Begitu juga pak Abdul Jalil atau biasa disapa dengan “Cek Dulel” beliau sejak saya masih kecil sampai sekarang masih betah menjalani profesinya sebagai nelayan kepiting bahkan kalau boleh saya memberikan penilaian beliau “menikmati” pekerjaannya sebagai nelayan ke.piting, walaupun sebenarnya tidak memberikan perubahan apapun dari sisi ekonominya.
Secara geografis Desa Batu Ampar sangat strategis dan dari sisi ekonomis Desa Batu Ampar menjadi jalur sutra mengingat Desa Batu Ampar sebagai tempat transit transportasi air (Kapal Motor) yang mengangkut berbagai macam kebutuhan sembako selain penumpang untuk menuju Kabupaten Kayong Utara dan Kabupaten Ketapang atau sebaliknya. Oleh karenanya menurut hemat saya sudah seharusnya pemerintah Desa Batu Ampar melakukan kajian secara intensif untuk menggali potensi yang dapat dimaksimalkan untuk kesejahteraan masyarakat, misalnya melakukan koordinasi dan kerjasama dengan Pemda Kubu Raya terkait Pengelolaan Hasil Tangkapan Nelayan (Kepiting, Ikan dan Udang) dalam bentuk oleh-oleh kuliner khas Batu Ampar dan Pengelolaan Arang Bakau agar dapat dikelola secara profesional dan modern, sehingga hasilnya juga memberikan dampak positif bagi keberlangsungan jangka panjang, seperti memberikan pelatihan-pelatihan secara rutin dan berkelanjutan.
Potensi wisata juga sangat menjanjikan baik dari Dalam Negeri maupun Luar Negeri kalau pemerintah Desa dibantu dengan Pemerintah daerah mau menjadikan ini sebagai fokus perhatian yang serius sebagai Pendapatan Asli Daerah, seperti misalnya spot pemancingan ikan air tawar dan air asin. Menurut cerita Bang Is dan Bang Arif, orang-orang yang datang untuk menguji adrenalin mereka untuk mancing di wilayah ini bukan hanya orang lokal saja, bahkan ada dari luar negeri seperti Jepang dan beberapa wisatawan dari manca negara.
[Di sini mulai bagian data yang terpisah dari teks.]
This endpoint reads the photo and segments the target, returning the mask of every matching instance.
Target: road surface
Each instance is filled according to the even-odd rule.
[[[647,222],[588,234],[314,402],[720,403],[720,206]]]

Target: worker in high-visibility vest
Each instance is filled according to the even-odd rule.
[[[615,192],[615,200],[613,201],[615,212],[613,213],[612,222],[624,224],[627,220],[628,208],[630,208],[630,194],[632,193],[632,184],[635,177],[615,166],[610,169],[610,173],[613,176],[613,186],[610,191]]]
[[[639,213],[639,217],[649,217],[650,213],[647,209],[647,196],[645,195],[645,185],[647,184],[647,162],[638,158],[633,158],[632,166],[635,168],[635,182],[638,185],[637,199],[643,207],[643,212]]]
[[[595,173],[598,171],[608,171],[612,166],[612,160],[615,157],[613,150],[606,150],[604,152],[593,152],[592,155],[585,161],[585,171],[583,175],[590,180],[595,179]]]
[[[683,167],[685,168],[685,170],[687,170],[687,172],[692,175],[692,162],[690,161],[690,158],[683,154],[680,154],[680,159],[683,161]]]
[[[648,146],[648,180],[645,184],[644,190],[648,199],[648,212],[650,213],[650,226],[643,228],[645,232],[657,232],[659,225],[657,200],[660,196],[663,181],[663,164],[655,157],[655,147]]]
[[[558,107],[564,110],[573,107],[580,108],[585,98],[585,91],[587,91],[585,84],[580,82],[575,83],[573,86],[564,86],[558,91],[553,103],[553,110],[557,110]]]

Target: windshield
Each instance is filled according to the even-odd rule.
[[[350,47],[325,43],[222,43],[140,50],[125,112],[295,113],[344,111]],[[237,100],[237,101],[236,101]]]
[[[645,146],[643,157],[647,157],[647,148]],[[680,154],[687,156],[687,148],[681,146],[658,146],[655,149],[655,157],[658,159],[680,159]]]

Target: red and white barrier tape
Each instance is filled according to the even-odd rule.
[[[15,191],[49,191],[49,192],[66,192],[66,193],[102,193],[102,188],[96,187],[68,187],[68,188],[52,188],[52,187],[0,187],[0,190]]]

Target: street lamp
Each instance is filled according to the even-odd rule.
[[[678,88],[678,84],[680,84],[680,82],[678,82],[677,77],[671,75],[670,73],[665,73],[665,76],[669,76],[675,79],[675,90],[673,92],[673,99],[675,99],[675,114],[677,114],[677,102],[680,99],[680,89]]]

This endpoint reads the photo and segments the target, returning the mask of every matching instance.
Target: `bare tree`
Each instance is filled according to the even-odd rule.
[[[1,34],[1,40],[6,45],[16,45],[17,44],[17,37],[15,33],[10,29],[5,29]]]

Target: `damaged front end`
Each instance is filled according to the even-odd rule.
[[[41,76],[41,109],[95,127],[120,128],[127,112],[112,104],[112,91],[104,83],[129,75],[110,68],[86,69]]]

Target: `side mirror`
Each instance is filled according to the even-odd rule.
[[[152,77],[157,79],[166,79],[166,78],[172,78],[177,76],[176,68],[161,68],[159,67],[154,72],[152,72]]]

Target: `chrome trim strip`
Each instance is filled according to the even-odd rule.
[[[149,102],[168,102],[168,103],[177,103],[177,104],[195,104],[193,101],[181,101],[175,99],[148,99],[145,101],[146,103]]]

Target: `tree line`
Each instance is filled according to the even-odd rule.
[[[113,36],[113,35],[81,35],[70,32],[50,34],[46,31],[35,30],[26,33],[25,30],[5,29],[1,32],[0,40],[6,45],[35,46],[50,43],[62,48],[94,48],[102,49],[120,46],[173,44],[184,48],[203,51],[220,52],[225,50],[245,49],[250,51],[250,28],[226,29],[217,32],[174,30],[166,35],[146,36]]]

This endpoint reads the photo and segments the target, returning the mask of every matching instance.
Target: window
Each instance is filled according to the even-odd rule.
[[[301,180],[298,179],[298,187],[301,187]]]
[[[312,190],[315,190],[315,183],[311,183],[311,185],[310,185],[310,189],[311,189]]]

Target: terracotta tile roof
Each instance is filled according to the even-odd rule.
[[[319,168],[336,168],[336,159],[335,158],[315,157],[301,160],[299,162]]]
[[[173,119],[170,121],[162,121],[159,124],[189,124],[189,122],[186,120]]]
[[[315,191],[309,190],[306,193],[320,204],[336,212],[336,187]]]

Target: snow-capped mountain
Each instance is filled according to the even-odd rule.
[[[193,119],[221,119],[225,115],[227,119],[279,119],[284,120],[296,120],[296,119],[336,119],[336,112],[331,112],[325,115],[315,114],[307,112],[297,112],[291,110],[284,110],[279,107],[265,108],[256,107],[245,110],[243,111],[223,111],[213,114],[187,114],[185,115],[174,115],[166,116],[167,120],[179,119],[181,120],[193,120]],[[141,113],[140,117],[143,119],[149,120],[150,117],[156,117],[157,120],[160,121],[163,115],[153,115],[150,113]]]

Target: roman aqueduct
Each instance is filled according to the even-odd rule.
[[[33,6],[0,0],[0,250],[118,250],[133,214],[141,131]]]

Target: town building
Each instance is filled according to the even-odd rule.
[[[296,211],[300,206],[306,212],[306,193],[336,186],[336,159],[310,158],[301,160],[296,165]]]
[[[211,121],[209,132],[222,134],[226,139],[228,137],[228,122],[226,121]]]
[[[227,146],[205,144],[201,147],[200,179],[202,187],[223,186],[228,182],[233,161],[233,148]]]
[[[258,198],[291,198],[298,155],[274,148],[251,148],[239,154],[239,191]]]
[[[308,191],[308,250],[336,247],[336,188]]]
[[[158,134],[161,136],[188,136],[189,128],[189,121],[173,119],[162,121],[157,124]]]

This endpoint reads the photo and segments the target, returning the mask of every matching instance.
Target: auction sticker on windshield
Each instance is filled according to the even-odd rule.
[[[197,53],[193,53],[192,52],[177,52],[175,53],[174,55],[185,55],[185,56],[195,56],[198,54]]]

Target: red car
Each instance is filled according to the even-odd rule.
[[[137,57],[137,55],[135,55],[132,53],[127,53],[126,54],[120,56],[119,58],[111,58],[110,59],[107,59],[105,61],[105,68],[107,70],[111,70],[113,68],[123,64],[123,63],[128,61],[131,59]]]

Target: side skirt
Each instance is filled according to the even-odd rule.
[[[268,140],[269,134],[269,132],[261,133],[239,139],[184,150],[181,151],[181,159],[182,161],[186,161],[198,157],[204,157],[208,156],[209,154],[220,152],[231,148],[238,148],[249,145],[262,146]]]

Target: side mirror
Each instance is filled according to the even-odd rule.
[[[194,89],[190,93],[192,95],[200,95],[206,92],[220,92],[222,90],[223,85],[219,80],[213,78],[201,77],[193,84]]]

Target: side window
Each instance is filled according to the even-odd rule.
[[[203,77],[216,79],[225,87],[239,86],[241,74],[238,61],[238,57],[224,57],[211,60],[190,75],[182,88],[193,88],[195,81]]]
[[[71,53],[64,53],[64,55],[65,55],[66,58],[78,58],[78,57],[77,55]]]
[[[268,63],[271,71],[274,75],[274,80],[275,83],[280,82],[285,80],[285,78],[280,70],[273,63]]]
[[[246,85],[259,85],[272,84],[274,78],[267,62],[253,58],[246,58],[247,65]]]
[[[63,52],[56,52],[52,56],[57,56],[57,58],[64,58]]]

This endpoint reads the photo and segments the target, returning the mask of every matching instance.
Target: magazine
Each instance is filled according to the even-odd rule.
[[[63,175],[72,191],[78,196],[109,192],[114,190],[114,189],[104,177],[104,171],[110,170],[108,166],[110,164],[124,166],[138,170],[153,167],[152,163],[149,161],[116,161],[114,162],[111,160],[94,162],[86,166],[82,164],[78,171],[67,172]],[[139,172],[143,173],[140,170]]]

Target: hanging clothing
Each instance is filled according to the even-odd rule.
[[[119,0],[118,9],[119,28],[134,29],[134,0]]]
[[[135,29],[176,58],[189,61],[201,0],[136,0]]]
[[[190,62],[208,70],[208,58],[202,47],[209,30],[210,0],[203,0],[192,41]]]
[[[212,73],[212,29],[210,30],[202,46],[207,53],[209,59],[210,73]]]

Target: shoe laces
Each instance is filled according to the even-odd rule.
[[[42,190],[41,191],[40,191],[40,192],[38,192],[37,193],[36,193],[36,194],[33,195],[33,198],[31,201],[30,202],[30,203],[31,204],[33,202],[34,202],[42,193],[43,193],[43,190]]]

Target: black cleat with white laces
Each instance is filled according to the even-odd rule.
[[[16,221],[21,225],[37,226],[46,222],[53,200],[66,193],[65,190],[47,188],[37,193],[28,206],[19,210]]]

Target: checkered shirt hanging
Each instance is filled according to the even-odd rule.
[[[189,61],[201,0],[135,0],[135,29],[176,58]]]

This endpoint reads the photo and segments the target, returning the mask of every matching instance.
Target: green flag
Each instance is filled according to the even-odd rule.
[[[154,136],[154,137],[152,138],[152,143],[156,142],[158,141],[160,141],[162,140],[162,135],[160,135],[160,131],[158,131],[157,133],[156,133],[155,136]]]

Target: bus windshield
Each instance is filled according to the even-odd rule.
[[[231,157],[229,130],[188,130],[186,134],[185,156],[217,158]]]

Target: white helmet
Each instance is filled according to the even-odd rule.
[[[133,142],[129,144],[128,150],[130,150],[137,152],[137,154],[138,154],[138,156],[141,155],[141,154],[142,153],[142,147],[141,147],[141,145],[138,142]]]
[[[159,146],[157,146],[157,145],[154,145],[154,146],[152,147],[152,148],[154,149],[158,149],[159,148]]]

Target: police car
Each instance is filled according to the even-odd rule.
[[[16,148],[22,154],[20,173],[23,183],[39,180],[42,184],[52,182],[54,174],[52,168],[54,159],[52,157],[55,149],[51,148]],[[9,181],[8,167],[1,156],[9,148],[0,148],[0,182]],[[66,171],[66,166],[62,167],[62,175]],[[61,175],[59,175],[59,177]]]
Oleh karena itu, menurut saya kalau ini dikelola dan diekspose secara profesional dan modern dengan media sosial yang ada tentu ini akan menjadi potensi yang luar biasa untuk Desa Batu Ampar.
Tentu saja kita berharap potensi Sumber Daya Alam dan Sumber Daya Manusia yang dimiliki oleh Desa Batu Ampar sebagai anugerah Allah yang luar biasa dapat dikelola secara profesional dan modern, sehingga bukan tidak mungkin “Masa Kejayaan” tahun 80-an yang dikenal penghasil kayu terbesar dapat kembali berjaya, walaupun dengan segmentasi yang berbeda: bukan lagi pada kayu, akan tetapi potensi wisata lautnya dan kulinernya.